全部聞かれてたのか…………ここは変に誤魔化さずに…………

 

「はい、俺は彼方さんの事が好きです。俺と付き合ってください」

 

「うん、いいよ~でも私の事だけじゃなく、遥ちゃんの事も好きになってね」

 

何で遥ちゃんの事も?

 

「私は詩音くんと遥ちゃんが同じくらい好きだから、貴方も…………」

 

妹思いだな…………でも彼方さんがそうしてほしいなら…………

 

「分かりました。彼方さん」

 

「えへへ~嬉しいな~折角だから…………えいっ」

 

彼方さんが抱きつき、そのまま倒れこんだ。何か色々と柔らかい。というか何とか理性を保たないと…………

 

「あたたか~い。
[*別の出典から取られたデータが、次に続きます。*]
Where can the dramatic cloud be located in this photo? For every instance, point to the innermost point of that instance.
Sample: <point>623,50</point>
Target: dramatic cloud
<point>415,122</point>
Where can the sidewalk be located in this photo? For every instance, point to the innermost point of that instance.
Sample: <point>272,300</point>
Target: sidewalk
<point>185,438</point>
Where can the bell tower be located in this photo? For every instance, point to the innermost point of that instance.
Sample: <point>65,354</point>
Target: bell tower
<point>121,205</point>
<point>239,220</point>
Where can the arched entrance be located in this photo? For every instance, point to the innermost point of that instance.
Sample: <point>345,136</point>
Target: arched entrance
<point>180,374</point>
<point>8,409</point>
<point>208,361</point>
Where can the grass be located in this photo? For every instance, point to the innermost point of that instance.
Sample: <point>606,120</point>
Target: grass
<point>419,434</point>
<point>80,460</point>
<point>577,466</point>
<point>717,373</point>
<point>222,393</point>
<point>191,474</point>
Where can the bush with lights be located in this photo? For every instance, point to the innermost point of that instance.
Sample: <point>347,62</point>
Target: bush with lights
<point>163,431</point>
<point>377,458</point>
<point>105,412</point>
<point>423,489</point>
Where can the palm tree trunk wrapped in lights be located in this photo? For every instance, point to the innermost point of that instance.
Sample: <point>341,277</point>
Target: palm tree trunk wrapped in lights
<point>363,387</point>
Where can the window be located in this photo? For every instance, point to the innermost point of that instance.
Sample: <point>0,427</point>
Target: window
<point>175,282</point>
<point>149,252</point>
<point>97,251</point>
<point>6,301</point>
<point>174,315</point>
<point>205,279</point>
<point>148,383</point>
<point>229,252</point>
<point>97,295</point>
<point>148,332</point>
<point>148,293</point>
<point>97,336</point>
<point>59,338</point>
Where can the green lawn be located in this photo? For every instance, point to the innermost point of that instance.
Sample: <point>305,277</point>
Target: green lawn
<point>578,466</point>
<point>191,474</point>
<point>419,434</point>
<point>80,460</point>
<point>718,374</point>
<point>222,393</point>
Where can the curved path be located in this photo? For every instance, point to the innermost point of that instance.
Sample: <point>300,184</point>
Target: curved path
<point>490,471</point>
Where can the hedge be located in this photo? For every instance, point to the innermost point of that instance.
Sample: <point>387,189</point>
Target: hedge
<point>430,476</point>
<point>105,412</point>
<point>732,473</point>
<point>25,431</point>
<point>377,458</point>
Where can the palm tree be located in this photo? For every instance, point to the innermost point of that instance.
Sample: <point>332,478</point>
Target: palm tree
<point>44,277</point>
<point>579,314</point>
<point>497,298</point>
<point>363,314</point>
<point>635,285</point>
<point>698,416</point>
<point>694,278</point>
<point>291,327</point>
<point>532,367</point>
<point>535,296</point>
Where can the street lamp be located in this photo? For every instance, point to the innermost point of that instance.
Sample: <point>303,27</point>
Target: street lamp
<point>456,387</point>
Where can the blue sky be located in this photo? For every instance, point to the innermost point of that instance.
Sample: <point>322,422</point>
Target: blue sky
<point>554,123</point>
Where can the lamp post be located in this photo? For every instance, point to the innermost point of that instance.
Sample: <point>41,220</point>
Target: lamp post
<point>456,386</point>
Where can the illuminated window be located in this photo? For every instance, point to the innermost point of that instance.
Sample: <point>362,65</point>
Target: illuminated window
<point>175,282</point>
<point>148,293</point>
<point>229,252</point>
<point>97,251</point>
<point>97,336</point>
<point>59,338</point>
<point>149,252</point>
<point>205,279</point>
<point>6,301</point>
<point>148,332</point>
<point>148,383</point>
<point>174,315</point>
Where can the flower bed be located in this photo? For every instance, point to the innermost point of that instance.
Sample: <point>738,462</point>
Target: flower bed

このまま一緒にお昼寝しよ~」

 

「いや、それは…………」

 

無理矢理引き剥がすのも悪い気がする。ここは諦めて一緒にお昼寝するしかないけど…………

彼方さんの顔が近いし、匂いもいい匂いで…………

 

自分との戦いになりそうだよこれ…………

 

 

 

 

 

 

「二人、あんなにくっついて……寝てるなんて……あんなの……」

 

「わ、私と響くんもあんな風に寝ましたよ」

 

「そうなの?響くん」

 

「しずく、バラすなよ……」

 

「二人の仲がよくなってよかったわ」

 

せつ菜は顔を赤らめながら見つめ、しずくは前に泊まったときの事をばらして、歩夢お姉ちゃんに驚かれ、姉さんはニコニコしていた。

二人が遅いから迎えに行ったら、まさかの場面を目撃してしまった。